De-identification of GP e-referrals for a deep-learning based triage decision support tool
Summer of Research project by Nick James, (University of Auckland), supervised by Dr Edmond Zhang (Orion Health) and Dr Patrick Gladding (University of Auckland).
In New Zealand, private medical information cannot be used for research except when it directly relates to treating the patient it was collected from.
There are two ways to make this information available. The first is to get the patients’ consent to use their information for research. The second is to remove any information from the data that could identify the patients.
Medical student Nick James has developed a neural network model that can find identifying details in patient records, so the details can be removed making the records available for research purposes.
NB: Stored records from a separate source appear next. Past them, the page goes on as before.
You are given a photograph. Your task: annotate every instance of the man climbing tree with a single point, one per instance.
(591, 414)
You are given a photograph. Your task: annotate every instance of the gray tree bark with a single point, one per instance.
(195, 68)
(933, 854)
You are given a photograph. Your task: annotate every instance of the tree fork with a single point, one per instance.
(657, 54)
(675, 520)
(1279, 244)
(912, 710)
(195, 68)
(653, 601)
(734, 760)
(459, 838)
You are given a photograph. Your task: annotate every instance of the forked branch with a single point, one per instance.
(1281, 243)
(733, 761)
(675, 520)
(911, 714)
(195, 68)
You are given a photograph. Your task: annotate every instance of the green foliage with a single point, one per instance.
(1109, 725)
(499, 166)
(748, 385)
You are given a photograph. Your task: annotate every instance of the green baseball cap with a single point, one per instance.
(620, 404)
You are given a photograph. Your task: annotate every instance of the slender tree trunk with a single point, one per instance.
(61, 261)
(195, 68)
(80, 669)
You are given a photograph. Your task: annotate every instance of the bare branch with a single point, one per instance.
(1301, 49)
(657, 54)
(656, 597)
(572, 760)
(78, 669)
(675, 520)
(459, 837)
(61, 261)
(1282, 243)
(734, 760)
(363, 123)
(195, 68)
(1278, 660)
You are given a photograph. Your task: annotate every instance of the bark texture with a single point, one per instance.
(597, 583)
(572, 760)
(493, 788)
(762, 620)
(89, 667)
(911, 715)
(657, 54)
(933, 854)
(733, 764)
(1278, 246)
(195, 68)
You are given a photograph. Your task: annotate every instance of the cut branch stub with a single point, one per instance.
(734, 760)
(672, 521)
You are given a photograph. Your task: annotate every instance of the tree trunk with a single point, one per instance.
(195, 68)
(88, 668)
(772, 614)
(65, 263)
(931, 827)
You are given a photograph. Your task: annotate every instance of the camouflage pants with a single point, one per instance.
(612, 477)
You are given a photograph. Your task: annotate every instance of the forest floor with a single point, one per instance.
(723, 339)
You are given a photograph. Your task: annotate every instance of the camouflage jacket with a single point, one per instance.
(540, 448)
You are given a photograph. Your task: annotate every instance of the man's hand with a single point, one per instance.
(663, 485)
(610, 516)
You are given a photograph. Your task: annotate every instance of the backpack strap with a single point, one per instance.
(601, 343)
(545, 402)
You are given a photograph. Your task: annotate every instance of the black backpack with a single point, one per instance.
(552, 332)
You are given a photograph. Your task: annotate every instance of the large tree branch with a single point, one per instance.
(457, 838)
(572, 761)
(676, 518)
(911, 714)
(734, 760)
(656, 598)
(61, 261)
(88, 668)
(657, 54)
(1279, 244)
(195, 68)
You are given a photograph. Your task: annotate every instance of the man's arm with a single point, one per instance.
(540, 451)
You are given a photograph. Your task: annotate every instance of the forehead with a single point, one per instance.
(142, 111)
The patient records Nick worked with were 300 randomly picked discharge summaries from Waitemata District Health Board. Doctors write discharge summaries when a patient leaves hospital. There is no official form to fill, so each discharge summary is written in a different way. The algorithm must analyse this natural language text to find personal information.
Nick manually identified personal information in 180 discharge summaries and used them to train the algorithm to recognise identifying details. He used the remaining summaries to validate and test the model. The model is a deep learning neural network that analyses individual words and their context to find named entities in the text and label them. The system can analyse hundreds of discharge summaries and detect identifying details like names, contact information, National Health Index (NHI) numbers, healthcare workers’ names, and appointment dates with 99.6% success (F1 score). It is best at predicting birth dates, phone numbers, NHIs and addresses, and is slightly less successful at detecting names.
Some of the inaccuracy came from the algorithm mislabelling patient names as doctor’s names and similar mistakes. Documents can still be completely de-identified with this type of error, because both patient and doctors’ names would be removed.
Nick is currently developing another tool with fellow University of Auckland student Yicheng Shi to remove the identifying details. Continuing work on de-identifying patient records can make much more data available to health researchers, including the thousands of hospital ward round notes, nursing notes and clinic letters being produced every day.
This research may contribute to developing a large de-identified database of local information to improve health in New Zealand.
Nick James is one of 10 students who took part in the Summer of Research programme funded by Precision Driven Health. The research is at an early “proof of concept” stage. The projects offer fresh insights into what healthcare will look like when precision medicine is widely used.